Enquanto outros estados ainda lutam contra o avanço do crime organizado, que, em muitos casos, influencia até mesmo a política, setores do Judiciário e da imprensa, Sergipe deixa claro que não compactua nem aceita esse tipo de cenário, não permitindo que se crie raízes. Inclusive, já chegou a ser citado como exemplo na CPI do Crime Organizado no Senado como um modelo a ser seguido.

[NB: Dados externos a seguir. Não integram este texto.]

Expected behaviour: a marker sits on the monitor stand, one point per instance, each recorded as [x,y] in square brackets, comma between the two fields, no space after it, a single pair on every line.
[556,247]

E não por acaso, pelo terceiro ano consecutivo, Sergipe ocupa a posição de estado mais seguro do Nordeste. A redução também se reflete nos indicadores mais técnicos. A taxa de mortes violentas caiu de um alarmante pico de 57,64 por 100 mil habitantes para 13,2 em 2025. Apenas entre 2024 e 2025, houve uma redução de 21% nos Crimes Violentos Letais Intencionais (CVLI), colocando a menor unidade da federação como o estado com maior queda do Nordeste e o quinto do país no período.
Para o secretário de Estado da Segurança Pública, João Eloy, os números são consequência direta de uma política pública consistente. Segundo ele, os resultados não são obra do acaso, mas fruto de planejamento, integração permanente entre as forças de segurança e do trabalho diário de policiais militares, civis, bombeiros e peritos criminais.
Os dados também colocam Sergipe à frente das metas do Programa Nacional de Segurança Pública com Cidadania (Pronasci). O estado já alcançou indicadores previstos para 2030, como a redução da taxa de homicídios para abaixo de 16 por 100 mil habitantes, meta atingida ainda em 2024 e mantida em 2025. Outros índices, como mortes violentas de mulheres e lesão corporal seguida de morte, também permanecem abaixo dos parâmetros nacionais.